DL: So can you tell me a bit more about the Diana Ross mix you just made. You told me earlier it appeared on a list on The Hype Machine.
BJ: That particular track starts off probably about three years ago. It’s made in this style called Chicago Juke Music. And Chicago Juke was originally pioneered in Chicago. There was a couple of artists there who would hear these classic songs, like Diana Ross. There is this whole — I guess it’s early ‘60s music — that had good bass lines but lacked punch and variety. What we did, there were four of us that all worked together on it, we downloaded the original part of the track.
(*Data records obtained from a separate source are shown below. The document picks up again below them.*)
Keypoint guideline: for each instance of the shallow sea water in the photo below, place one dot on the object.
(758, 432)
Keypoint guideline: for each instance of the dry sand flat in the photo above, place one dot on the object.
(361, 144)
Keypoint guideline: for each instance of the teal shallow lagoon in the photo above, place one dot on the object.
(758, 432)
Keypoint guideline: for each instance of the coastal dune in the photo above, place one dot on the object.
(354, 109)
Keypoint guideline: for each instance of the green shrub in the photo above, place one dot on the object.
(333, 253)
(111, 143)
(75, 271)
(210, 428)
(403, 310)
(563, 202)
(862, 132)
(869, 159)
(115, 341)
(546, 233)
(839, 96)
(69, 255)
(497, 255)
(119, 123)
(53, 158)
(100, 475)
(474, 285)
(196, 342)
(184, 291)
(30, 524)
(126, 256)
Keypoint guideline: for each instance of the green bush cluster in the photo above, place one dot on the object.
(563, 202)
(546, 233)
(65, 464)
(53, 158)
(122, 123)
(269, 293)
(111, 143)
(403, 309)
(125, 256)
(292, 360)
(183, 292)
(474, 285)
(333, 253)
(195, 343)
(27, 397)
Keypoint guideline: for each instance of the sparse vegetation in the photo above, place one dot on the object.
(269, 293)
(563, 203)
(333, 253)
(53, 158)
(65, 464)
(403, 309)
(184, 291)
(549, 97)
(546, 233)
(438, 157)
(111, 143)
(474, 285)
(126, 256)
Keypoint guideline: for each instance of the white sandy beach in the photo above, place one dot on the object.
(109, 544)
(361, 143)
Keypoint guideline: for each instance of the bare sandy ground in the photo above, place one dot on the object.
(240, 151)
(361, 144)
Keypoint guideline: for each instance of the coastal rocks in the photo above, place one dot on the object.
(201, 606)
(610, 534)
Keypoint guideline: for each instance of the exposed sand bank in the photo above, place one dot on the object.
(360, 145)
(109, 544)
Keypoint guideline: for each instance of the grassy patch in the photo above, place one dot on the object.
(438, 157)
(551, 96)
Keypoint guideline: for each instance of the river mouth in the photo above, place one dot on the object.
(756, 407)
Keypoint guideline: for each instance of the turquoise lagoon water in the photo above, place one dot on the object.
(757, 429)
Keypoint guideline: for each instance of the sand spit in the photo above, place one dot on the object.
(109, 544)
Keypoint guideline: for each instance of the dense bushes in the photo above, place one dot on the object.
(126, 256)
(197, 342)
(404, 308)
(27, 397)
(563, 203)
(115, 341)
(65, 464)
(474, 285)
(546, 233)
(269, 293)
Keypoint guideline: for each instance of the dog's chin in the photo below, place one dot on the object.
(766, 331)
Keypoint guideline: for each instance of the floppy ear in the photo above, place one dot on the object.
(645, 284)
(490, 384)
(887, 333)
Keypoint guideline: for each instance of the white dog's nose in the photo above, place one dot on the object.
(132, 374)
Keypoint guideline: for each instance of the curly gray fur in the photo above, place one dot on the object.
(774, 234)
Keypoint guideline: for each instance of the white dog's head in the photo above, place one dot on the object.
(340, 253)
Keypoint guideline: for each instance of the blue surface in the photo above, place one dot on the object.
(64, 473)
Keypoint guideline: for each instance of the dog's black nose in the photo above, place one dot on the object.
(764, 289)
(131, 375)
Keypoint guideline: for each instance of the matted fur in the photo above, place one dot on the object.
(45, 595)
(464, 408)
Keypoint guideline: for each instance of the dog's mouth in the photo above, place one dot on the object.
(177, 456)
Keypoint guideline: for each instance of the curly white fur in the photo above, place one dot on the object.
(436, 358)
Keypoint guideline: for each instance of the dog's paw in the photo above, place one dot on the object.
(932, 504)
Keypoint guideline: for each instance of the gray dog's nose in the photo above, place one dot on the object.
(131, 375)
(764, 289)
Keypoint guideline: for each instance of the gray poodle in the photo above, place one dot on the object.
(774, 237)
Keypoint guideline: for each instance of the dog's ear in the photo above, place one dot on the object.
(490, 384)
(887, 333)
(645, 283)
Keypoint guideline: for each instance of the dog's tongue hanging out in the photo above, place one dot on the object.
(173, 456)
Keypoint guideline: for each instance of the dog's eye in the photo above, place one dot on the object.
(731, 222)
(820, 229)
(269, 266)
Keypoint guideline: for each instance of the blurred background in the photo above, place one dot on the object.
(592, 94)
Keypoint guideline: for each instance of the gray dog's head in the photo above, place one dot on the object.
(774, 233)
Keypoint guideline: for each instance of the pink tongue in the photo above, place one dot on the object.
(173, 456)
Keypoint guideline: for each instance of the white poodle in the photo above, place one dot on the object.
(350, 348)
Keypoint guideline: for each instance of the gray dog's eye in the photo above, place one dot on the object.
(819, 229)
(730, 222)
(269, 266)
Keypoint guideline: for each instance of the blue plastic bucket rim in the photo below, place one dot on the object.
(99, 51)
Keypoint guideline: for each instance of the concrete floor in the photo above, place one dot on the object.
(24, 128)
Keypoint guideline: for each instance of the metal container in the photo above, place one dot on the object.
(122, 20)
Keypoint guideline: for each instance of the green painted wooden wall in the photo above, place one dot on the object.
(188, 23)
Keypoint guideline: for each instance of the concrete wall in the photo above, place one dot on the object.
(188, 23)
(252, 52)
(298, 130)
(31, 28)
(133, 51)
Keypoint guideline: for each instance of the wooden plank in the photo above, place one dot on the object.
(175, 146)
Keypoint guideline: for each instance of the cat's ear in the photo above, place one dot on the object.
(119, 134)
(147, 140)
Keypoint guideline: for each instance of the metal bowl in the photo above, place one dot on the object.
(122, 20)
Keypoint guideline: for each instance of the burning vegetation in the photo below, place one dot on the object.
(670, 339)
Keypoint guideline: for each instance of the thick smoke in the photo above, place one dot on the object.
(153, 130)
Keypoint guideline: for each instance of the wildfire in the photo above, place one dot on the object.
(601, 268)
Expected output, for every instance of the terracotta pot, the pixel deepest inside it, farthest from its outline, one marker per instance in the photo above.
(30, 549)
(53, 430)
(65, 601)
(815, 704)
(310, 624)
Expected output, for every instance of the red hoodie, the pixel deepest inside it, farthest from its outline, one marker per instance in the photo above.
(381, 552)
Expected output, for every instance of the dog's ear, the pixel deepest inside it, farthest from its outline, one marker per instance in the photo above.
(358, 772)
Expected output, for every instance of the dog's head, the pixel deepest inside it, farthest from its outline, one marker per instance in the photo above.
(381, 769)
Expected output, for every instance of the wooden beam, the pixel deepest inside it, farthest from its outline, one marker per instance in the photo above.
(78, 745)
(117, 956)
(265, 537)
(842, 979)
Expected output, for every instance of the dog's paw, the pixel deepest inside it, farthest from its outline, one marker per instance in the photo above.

What we do is we originally take the track and split it apart. You’re going to say, “I like this part of the song, the b-section lacks, so we are going to take that out.” I don’t pay attention to artists. I pay attention to sounds. It doesn’t really matter to me who makes the song. It’s what the song has in it.

DL: And then where do you go from there?
BJ: Even before we put in the original parts of the Diana Ross track, we go out and play out the bass lines, and lay down the entire drum track for the song. In that sense it’s an original track because that is all made from scratch. We play it. We record it, and then we use different audio programs to map it all out.

DL: So you play the original bass and drum line then?
BJ: Oh no, we play an entirely new one. That’s a completely original drum line. That’s almost a full track in itself before you decide you are going to bring in the samples you’re going to lay on top of it. That’s what makes a remix in my opinion, you have to have an original song of your own, and then you can draw samples from the song you want to change.

DL: And how did it all finish then?
BJ: You lay undertones and synths in the background to give this song a little more depth to it, a little more feeling. Then you go in and lay the original samples over that.